Let be $(M^{n+1},g)$ a spacetime (Lorentz manifold, connexe and time-oriented), $n\ge 2$, and $S\subset M$ a null hypersurface (codim $S=1$ and the restriction of $g$ to each tangent space $T_p S$ is degenerate).

If $K$ is a null vector field of $S$, show that the integral curves of $K$ are null geodesics of $S$.
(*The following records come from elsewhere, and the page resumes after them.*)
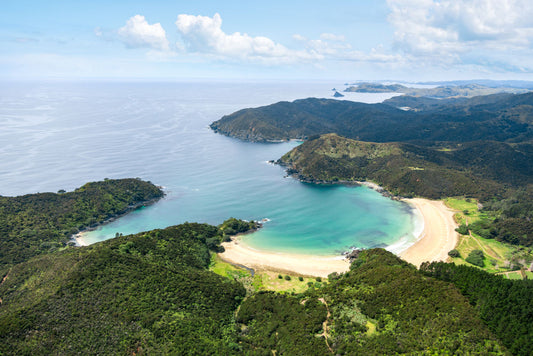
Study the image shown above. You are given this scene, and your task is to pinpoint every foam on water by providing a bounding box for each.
[0,83,420,255]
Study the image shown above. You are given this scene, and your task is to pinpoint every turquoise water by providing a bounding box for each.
[0,82,420,255]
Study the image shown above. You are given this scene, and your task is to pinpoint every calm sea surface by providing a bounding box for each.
[0,82,420,255]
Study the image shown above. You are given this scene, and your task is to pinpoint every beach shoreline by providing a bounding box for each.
[219,198,458,277]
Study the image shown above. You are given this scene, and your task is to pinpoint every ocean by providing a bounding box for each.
[0,80,421,255]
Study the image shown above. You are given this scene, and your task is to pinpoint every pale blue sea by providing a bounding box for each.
[0,81,420,255]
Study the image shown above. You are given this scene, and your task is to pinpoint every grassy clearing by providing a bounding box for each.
[444,198,518,273]
[253,271,322,293]
[209,253,251,280]
[505,271,522,279]
[444,198,490,224]
[209,253,324,293]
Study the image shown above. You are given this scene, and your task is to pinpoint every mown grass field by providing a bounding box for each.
[444,198,523,273]
[209,254,327,293]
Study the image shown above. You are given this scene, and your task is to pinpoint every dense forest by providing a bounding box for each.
[420,262,533,355]
[0,223,245,355]
[278,134,533,246]
[0,178,164,272]
[236,249,506,355]
[0,180,533,355]
[0,223,506,355]
[211,93,533,145]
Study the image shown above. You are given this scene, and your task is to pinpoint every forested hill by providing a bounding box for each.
[211,93,533,145]
[0,223,245,355]
[0,178,164,272]
[279,134,533,199]
[0,229,508,355]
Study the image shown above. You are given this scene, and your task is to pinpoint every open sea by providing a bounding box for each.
[0,81,422,255]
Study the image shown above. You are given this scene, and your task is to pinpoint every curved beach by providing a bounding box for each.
[400,198,458,267]
[219,198,458,277]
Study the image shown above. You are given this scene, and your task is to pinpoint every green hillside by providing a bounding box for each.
[0,224,245,355]
[279,134,533,199]
[0,182,533,355]
[211,93,533,145]
[0,178,164,272]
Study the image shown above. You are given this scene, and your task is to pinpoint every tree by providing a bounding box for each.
[465,250,485,267]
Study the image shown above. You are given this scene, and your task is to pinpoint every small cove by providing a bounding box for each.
[0,83,419,255]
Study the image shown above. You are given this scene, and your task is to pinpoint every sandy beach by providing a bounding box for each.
[400,198,458,267]
[219,198,457,277]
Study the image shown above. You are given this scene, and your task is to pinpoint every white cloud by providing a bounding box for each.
[292,33,307,41]
[176,14,317,63]
[118,15,169,51]
[387,0,533,62]
[320,33,346,42]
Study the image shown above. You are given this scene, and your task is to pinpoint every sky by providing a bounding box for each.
[0,0,533,81]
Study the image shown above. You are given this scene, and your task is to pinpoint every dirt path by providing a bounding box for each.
[318,298,334,354]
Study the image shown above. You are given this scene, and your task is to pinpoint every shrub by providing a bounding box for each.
[465,250,485,267]
[448,249,461,257]
[455,224,468,235]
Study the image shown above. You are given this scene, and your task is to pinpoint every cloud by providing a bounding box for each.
[387,0,533,62]
[320,33,346,42]
[176,13,317,63]
[118,15,169,51]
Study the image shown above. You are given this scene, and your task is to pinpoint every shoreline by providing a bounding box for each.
[69,195,167,247]
[399,198,459,267]
[218,198,458,277]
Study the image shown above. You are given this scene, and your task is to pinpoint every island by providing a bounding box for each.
[344,83,528,99]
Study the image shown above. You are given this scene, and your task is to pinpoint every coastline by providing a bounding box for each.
[218,236,350,277]
[399,198,459,267]
[218,198,458,277]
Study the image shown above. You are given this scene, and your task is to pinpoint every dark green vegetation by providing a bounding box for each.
[279,134,533,246]
[465,250,485,267]
[344,83,525,98]
[280,134,533,200]
[211,93,533,146]
[0,224,245,355]
[236,249,502,355]
[219,218,261,236]
[420,262,533,355]
[0,182,533,355]
[0,179,163,272]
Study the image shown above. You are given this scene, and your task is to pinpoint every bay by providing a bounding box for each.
[0,81,420,255]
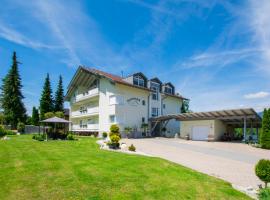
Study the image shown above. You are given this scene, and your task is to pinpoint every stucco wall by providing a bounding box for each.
[162,96,182,137]
[116,84,149,131]
[215,120,226,140]
[99,78,116,133]
[180,120,226,140]
[180,120,215,138]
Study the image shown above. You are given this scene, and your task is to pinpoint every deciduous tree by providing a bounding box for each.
[1,52,26,128]
[54,76,64,112]
[39,74,54,119]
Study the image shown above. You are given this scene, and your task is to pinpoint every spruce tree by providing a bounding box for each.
[260,109,270,149]
[32,106,39,126]
[54,76,64,112]
[181,100,189,113]
[39,74,54,119]
[1,52,26,128]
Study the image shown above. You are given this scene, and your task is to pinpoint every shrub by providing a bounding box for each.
[255,159,270,188]
[260,109,270,149]
[259,188,270,200]
[17,122,25,133]
[32,134,46,141]
[102,132,108,138]
[124,126,132,135]
[44,112,55,119]
[108,134,120,149]
[6,130,16,135]
[54,111,65,119]
[0,125,7,138]
[110,124,119,135]
[128,144,136,151]
[48,128,68,140]
[67,133,75,140]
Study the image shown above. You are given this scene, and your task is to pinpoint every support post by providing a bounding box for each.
[243,117,247,142]
[256,126,259,143]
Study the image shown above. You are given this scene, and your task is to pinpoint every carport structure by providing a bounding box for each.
[150,108,262,140]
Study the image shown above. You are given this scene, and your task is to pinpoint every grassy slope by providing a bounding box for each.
[0,136,249,200]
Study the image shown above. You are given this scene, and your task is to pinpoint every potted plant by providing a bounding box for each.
[141,123,148,136]
[161,127,167,136]
[124,127,132,138]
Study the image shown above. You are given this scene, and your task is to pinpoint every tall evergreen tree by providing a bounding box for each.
[31,106,39,126]
[1,52,26,128]
[39,74,54,119]
[54,76,64,112]
[260,109,270,149]
[181,100,189,113]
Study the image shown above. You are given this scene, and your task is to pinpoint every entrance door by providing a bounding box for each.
[192,126,210,141]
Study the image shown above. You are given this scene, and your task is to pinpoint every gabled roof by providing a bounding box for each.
[127,72,148,80]
[66,66,186,99]
[149,77,162,84]
[163,82,174,87]
[40,117,71,124]
[150,108,262,127]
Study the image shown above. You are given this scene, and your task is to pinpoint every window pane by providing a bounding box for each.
[110,115,115,123]
[109,95,116,105]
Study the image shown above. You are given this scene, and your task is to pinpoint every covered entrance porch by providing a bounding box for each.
[150,108,262,141]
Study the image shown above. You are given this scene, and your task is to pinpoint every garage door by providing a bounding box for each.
[192,126,210,140]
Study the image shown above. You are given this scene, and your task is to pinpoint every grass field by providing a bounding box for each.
[0,135,249,200]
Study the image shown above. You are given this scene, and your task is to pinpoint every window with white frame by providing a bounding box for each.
[109,95,116,105]
[109,115,116,123]
[80,120,87,128]
[116,95,125,105]
[152,107,158,117]
[133,76,144,87]
[80,106,87,114]
[150,82,160,91]
[109,95,124,105]
[165,86,172,94]
[152,91,158,100]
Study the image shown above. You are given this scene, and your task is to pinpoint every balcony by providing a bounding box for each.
[72,124,98,131]
[71,88,99,103]
[71,106,99,118]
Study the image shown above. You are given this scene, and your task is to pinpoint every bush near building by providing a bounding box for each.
[102,132,108,138]
[255,159,270,188]
[108,124,121,149]
[258,188,270,200]
[260,109,270,149]
[128,144,136,151]
[0,125,7,138]
[17,122,25,133]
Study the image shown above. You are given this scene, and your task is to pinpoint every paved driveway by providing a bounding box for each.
[122,138,270,188]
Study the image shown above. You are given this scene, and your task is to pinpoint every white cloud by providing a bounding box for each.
[175,48,263,68]
[244,91,270,99]
[0,21,60,49]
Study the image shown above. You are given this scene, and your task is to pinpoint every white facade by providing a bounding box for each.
[67,69,185,137]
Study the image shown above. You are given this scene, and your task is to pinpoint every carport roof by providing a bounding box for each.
[150,108,262,127]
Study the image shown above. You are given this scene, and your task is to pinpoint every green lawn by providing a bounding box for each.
[0,136,249,200]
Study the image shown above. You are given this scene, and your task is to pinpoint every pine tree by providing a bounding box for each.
[32,106,39,126]
[39,74,54,119]
[54,76,64,112]
[1,52,26,128]
[260,109,270,149]
[181,100,189,113]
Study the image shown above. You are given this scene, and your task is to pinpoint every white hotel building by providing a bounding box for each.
[66,66,185,137]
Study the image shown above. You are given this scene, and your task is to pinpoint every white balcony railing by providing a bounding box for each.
[72,124,98,131]
[72,88,99,103]
[71,106,99,117]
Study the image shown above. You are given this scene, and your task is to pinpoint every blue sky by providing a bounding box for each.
[0,0,270,111]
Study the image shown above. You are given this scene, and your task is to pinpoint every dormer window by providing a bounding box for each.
[150,82,160,92]
[133,76,144,87]
[164,86,172,94]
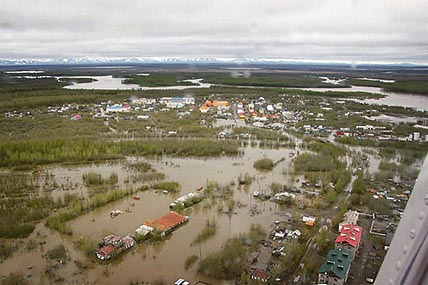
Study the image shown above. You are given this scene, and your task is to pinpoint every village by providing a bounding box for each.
[0,69,428,285]
[5,90,428,143]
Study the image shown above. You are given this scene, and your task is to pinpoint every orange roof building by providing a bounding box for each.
[144,211,189,234]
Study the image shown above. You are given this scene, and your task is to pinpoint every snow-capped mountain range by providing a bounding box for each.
[0,57,422,66]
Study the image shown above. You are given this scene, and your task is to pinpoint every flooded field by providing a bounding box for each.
[2,144,313,284]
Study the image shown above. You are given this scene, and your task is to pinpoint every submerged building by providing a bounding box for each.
[144,211,189,235]
[318,249,352,285]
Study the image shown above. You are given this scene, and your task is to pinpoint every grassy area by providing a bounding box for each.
[152,181,180,192]
[45,186,134,235]
[198,225,266,280]
[253,158,275,170]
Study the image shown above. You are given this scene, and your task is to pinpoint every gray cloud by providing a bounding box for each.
[0,0,428,64]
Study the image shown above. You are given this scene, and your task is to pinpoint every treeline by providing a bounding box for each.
[0,138,239,166]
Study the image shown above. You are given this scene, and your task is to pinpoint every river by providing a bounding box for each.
[64,75,428,111]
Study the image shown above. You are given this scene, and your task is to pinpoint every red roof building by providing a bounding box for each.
[334,224,363,259]
[251,268,270,283]
[95,244,116,260]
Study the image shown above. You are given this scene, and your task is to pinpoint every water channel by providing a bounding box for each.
[64,75,428,111]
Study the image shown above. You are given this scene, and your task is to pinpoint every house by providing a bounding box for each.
[106,104,131,113]
[287,227,302,239]
[95,244,116,260]
[122,234,135,249]
[251,268,270,283]
[338,210,359,232]
[169,192,202,208]
[302,216,316,226]
[159,97,195,108]
[334,224,363,260]
[95,234,135,260]
[318,249,351,285]
[144,211,189,236]
[100,234,122,247]
[273,192,296,201]
[128,98,156,105]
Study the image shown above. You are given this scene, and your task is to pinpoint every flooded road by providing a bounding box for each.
[1,143,304,284]
[71,147,300,284]
[1,138,392,285]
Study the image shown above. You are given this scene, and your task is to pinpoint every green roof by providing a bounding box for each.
[318,249,352,279]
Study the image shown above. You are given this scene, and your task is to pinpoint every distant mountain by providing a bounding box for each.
[0,57,417,66]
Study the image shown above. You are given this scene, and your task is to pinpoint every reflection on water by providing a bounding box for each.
[64,75,211,90]
[300,86,428,111]
[366,114,418,124]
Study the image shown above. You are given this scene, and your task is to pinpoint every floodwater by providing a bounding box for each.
[366,114,422,124]
[298,86,428,111]
[64,75,211,90]
[64,75,428,111]
[1,146,308,284]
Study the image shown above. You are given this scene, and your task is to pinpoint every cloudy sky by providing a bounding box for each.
[0,0,428,64]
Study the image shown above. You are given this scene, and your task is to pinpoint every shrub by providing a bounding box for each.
[253,158,275,170]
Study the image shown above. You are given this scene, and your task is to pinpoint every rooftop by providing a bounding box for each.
[334,224,363,247]
[145,211,186,231]
[318,249,351,279]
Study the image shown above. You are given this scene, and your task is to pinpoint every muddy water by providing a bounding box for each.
[0,144,322,284]
[67,147,300,284]
[39,159,142,199]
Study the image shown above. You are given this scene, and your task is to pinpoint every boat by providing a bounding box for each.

I would like understand why that problem is equivalent to show that $$\nabla_K K=\lambda K,$$

where $\lambda\in C^\infty(S)$ is a smooth function. Cause, by $\nabla_K K=\lambda K$, if $\alpha$ is a integral curve of $K$, $\frac{d\alpha}{dt}=K(\alpha(t))$, then

$$\frac{D}{dt}\Big(\frac{d\alpha}{dt}\Big)=K(\alpha (t)),$$

and I don't understand why the right-hand side is zero.

Everyone can help me? Thanks.

## 1 Answer

Actually, by setting $K'=\alpha K$ and calculating the covariant derivative with respect to $K'$ we have $$\nabla_{K'}K'=\alpha K(\alpha)K+\alpha^2\nabla_K K=(\alpha K(\alpha)+\lambda\alpha^2)K.$$ So if $\alpha$ satisfies $\alpha K(\alpha)+\lambda\alpha^2=0$ we have desired vector field which correspond integral curve is a geodesic.